Probablement parce que ce n’est pas bon pour le business. On le sait, de nombreuses études l’ont montré (y compris et surtout celles menées par Facebook à l’insu de notre plein gré), mettre les utilisateurs dans un état d’esprit « léger et joyeux » facilite et augmente le nombre d’interactions sur la plateforme et nous place dans des dispositions d’esprit susceptibles de nous faire davantage consommer et donc d’alimenter la régie publicitaire de la même plateforme.
 
Pourquoi est-ce si troublant et si grave ?
 
La disparition de la photo d’Aylan Kurdi de Facebook ne nous empêche pas de voir la réalité du drame des réfugiés. Même si la moitié de l’humanité connectée est présente sur Facebook, elle ne s’informe – heureusement – pas uniquement avec Facebook.
 
La disparition de la photo d’Aylan Kurdi de Facebook ne doit pas non plus être envisagée du point de vue de la « morale ». Facebook a beau être utilisé par la moitié de l’humanité connectée, Facebook reste une plateforme privée. Et de la même manière que Le Monde, Libé, Ouest-France ou Jean-Pierre Pernaud ont le droit de montrer ou de ne pas montrer la photo d’un cadavre d’enfant, Facebook dispose aussi de ce droit légitime. Même si à la différence des précédents, il s’exonère de toute explication sur ses choix éditoriaux et/ou algorithmiques.
 
La disparition d’Aylan Kurdi du mur d’image de Facebook est grave car elle la forme la plus perverse de l’alibi de la personnalisation.
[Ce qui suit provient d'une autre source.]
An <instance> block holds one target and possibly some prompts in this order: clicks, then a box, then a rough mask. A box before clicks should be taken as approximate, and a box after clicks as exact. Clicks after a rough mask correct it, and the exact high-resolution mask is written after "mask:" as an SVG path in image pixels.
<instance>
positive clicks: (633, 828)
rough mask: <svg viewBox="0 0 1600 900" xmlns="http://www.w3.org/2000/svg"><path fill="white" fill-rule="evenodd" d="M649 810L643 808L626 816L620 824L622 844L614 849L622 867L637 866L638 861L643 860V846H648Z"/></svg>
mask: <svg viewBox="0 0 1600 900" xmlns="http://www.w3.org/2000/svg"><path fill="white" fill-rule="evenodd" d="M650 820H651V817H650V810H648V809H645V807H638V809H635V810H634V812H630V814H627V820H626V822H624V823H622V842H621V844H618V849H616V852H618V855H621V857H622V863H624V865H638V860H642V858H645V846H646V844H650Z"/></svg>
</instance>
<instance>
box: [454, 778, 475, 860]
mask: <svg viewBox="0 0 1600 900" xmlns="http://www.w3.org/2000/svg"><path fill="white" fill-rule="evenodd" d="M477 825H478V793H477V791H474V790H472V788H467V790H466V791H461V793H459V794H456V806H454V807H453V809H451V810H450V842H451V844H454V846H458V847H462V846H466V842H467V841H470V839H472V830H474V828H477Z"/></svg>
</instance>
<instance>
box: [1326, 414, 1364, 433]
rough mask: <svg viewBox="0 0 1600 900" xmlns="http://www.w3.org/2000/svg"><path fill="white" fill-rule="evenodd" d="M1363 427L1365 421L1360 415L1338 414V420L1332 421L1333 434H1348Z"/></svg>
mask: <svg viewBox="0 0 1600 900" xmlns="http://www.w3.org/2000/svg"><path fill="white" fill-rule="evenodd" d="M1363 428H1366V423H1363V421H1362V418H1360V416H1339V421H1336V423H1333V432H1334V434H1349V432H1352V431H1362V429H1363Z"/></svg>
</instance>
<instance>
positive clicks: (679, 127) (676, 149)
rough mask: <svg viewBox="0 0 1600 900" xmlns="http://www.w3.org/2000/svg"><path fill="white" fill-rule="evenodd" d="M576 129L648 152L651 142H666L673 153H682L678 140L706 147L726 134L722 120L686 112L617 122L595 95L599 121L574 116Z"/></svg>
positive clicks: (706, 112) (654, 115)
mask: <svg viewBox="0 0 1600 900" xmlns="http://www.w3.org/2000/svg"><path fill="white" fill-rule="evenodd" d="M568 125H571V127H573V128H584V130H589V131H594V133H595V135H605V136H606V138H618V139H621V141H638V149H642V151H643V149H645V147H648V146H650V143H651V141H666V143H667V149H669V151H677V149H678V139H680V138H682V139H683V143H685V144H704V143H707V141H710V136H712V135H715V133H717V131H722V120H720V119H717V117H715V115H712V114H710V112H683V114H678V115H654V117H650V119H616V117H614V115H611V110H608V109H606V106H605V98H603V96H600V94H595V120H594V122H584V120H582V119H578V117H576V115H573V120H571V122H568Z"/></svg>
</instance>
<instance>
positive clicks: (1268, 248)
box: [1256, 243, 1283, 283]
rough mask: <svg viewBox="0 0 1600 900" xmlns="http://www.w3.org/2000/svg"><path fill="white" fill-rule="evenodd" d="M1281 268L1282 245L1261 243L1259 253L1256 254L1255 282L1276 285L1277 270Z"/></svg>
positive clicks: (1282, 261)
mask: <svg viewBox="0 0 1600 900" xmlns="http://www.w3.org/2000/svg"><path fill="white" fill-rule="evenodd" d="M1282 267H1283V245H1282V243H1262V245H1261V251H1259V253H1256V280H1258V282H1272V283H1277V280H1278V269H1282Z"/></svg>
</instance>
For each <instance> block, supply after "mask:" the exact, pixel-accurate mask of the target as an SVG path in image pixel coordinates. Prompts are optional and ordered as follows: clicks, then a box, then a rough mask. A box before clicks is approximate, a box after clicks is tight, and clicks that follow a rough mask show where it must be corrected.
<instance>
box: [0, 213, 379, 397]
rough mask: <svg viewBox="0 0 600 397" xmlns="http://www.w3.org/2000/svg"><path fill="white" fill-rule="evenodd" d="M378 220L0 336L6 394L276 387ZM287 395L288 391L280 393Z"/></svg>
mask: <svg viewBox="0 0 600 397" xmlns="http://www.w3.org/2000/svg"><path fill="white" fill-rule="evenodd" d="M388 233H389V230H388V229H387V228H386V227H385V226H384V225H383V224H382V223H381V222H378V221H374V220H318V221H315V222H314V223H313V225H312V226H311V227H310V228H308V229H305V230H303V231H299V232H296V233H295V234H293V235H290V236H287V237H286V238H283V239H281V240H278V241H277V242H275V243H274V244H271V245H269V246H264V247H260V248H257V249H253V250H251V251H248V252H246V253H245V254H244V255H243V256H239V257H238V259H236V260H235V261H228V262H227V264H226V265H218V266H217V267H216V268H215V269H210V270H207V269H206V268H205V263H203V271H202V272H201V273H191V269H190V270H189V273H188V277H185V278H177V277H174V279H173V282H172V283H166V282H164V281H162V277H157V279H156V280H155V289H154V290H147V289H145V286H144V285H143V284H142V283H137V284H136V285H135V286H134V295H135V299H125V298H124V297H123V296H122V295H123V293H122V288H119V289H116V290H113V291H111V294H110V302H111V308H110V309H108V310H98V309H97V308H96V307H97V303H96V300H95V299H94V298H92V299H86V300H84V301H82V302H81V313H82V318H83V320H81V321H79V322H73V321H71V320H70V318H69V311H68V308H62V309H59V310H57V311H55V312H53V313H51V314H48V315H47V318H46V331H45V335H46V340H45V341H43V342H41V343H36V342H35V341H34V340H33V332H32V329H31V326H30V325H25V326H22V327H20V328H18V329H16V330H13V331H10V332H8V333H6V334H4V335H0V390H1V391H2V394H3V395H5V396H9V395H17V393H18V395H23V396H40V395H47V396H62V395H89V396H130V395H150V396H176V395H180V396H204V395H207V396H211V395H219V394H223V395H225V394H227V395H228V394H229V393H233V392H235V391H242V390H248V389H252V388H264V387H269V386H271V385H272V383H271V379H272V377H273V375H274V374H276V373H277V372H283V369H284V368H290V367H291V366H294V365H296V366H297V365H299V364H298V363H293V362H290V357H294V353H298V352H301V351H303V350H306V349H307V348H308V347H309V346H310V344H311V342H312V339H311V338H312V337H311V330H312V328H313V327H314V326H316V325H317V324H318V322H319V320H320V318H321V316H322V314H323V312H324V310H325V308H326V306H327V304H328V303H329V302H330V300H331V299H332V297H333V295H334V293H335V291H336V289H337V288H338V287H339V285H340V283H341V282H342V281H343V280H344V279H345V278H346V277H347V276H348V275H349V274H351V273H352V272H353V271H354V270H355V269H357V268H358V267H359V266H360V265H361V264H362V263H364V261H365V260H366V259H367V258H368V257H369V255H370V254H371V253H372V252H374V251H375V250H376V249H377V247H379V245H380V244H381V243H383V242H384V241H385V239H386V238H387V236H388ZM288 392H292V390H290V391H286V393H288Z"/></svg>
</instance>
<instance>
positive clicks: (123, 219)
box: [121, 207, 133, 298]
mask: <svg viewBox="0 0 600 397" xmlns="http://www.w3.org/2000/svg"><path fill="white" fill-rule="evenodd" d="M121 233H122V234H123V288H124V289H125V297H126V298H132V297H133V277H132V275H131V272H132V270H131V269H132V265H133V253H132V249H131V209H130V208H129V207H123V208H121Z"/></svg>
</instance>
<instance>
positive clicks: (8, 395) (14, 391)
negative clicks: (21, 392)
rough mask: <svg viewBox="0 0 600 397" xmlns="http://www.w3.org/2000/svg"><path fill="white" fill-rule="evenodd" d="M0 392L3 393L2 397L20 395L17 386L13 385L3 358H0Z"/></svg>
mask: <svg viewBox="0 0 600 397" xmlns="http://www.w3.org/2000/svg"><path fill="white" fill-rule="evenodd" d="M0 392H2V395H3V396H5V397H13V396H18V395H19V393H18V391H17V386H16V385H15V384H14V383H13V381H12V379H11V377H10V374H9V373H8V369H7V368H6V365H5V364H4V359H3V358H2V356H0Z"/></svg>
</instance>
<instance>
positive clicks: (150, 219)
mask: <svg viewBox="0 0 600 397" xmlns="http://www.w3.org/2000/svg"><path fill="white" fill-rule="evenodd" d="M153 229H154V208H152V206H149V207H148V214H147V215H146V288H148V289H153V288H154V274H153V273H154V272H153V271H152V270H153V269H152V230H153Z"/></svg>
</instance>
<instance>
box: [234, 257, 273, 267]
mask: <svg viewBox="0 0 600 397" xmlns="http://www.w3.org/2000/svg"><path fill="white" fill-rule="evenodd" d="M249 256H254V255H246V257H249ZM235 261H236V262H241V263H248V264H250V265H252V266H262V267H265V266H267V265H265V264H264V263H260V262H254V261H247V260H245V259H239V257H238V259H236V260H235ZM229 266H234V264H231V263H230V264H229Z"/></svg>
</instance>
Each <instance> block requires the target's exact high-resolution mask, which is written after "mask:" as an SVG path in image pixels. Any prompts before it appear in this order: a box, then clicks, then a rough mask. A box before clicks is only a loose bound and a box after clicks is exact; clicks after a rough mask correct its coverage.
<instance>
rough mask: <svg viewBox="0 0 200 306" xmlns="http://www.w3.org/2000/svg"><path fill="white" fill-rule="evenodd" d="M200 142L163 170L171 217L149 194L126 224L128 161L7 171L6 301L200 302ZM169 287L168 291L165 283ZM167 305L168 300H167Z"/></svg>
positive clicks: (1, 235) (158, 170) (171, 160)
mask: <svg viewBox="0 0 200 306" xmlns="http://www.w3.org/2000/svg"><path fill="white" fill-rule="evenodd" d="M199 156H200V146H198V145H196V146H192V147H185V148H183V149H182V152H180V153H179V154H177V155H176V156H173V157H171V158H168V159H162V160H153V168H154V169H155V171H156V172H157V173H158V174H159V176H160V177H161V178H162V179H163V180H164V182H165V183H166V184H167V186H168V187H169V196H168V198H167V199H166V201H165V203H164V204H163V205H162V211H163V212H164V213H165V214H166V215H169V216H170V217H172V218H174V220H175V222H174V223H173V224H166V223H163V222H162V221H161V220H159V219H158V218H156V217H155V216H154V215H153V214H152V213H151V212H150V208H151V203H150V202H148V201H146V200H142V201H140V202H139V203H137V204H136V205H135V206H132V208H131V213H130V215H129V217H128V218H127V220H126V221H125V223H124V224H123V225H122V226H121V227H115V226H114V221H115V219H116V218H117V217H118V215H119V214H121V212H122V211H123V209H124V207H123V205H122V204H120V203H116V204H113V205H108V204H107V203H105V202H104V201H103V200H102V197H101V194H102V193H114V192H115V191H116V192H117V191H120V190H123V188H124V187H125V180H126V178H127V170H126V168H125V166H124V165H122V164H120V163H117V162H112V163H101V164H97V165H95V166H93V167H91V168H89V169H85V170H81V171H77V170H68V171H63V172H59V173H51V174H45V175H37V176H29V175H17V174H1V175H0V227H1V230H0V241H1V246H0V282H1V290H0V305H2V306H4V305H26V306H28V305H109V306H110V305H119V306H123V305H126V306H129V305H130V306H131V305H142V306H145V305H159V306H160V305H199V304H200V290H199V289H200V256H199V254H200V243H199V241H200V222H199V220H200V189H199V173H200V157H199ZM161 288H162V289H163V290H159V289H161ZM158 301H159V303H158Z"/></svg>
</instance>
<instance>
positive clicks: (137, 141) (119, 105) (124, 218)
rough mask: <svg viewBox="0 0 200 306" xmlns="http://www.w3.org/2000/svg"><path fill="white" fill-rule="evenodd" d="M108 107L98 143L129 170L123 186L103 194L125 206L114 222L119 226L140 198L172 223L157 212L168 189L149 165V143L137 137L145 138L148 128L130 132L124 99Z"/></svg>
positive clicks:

Facebook nous place en situation d’injonction paradoxale ou de double contrainte en nous laissant en porter toute la responsabilité :
 
·         « Vous ne voulez pas voir de photo d’enfant mort ? Nous comprenons, nous sommes responsables, nous ne vous en montrons pas. Si vous en voyez quand même, signalez-les nous immédiatement. »
·         « Ne pas vous montrer cette photo serait vous priver du droit d’être informé ? Justement, regardez comme cette photo a été partagée au sein de la plateforme, parmi vos propres amis. »
 
Le paradoxe peut donc être résumé ainsi : Facebook est certainement la plateforme – loin quand même derrière Twitter mais pour des raisons différentes – sur laquelle la photo d’Aylan Kurdi a le plus été « partagée » mais Facebook est aussi la plateforme sur laquelle la photo d’Aylan Kurdi est, in fine, la moins visible.
 
Comment est-ce possible ? Grâce à cet effet caractéristique des réseaux sociaux que l’on appelle l’illusion de la majorité.
 
Majority Illusion
 
Interrogez vos amis. La plupart d’entre eux vous diront qu’ils ont vu sur Facebook la photo d’Aylan Kurdi. La réalité est tout autre. L’illusion de la majorité est un phénomène qui nous fait percevoir comme commun ou très répandu un phénomène ou une information qui est en fait très rare ou très peu diffusé. Tout est expliqué en détail sur la Technology Review mais l’idée est – en gros – la suivante :
 
« This comes about because the distribution of friends on social networks follows a power law. So while most people will have a small number of friends, a few individuals have huge numbers of friends. And these people skew the average. (…)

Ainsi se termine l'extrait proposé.